Modes of Teaching, Learning and Assessment and how these contribute to the learning outcomes of the module
- Student learning is facilitated by a combination of lectures to set the foundations for further study and to provide the basis for the acquisition of subject specific knowledge.
- Lectures provide a broad framework which defines individual module content, introducing students to themes, debates and interpretations. In this environment, students are given the opportunity to develop skills in listening, selective note-taking and reflection.
- Seminars to allow students to present and critically reflect upon the acquired subject-specific knowledge, methodologies and theories, and to identify and debate a range of issues and differing opinions. The seminar is the forum in which students are given the opportunity to communicate ideas, jointly exploring themes and arguments. Seminars are structured to develop understanding and designed to maximise student participation related to prior independent preparation. Seminars give students the opportunity to develop oral communication skills, encourage critical and tolerant approaches to reasoned argument and historical discussion, build the students' ability to marshal historical evidence, and facilitate the development of the ability to summarise historical arguments, think in a rapidly changing environment and communicate in a persuasive and articulate manner, whilst recognising the value of working with others and, occasionally, towards shared goals. The seminar will also be the primary forum for developing students skills in reading and criticising primary sources.
- Assessment: Examinations test students' ability to work under pressure under timed conditions, to prepare for examinations and direct their own programme of revision and learning and develop key time management skills. The examination gives students the opportunity to develop relevant life skills such as the ability to produce coherent, reasoned and supported arguments under pressure. Students will be examined on subject specific knowledge.

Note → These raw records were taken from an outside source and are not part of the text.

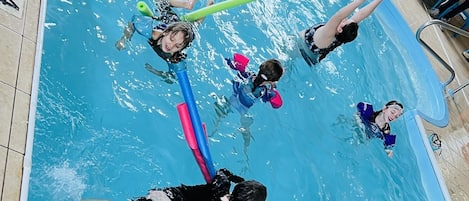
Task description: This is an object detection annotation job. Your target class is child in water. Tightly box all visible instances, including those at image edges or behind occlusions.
[299,0,382,66]
[115,0,213,83]
[135,169,267,201]
[357,100,404,157]
[214,53,284,157]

- The summative essay remains a central component of assessment in history, due to the integrative high-order skills it develops. It allows students the opportunity to recognise, represent and critically reflect upon ideas, concepts and problems; students can demonstrate awareness of, and the ability to use and evaluate, a diverse range of resources and identify, represent and debate a range of subject-specific issues and opinions. Through the essay, students can synthesise information, adopt critical appraisals and develop reasoned argument based on individual research; they should be able to communicate ideas in writing, with clarity and coherence; and to show the ability to integrate and critically assess material from a wide range of sources.
Teaching Methods and Learning Hours
| Activity | Number | Frequency | Duration | Total/Hours | Attendance Monitored |
|---|---|---|---|---|---|
| Lectures | 20 | Weekly in Terms 1 and 2 | 1 hour | 20 | |
| Seminars | 5 | Across the teaching year | 1 hour | 5 | Yes ■ |
| Preparation and Reading | 175 | ||||
| Total | 200 |
Summative Assessment
| Component: Essay | Component Weighting: 40% | ||
|---|---|---|---|
| Element | Length / duration | Element Weighting | Resit Opportunity |
| Essay | Maximum of 2,000 words, excluding bibliography and footnotes | 100% | |
| Component: Examination | Component Weighting: 60% | ||
| Element | Length / duration | Element Weighting | Resit Opportunity |
| On Campus Written Examination | 2 hours | 100% | |
Formative Assessment:
The formative assignment is the one-page summative essay plan/outline due Week 31.
■ Students who do not attend monitored activities shown under Teaching Methods and Learning Hours, or who fail to complete the summative or formative assessment(s) specified above, may be subject to the Academic Progress procedures defined in the University's General Regulation V, and may be required to leave the University.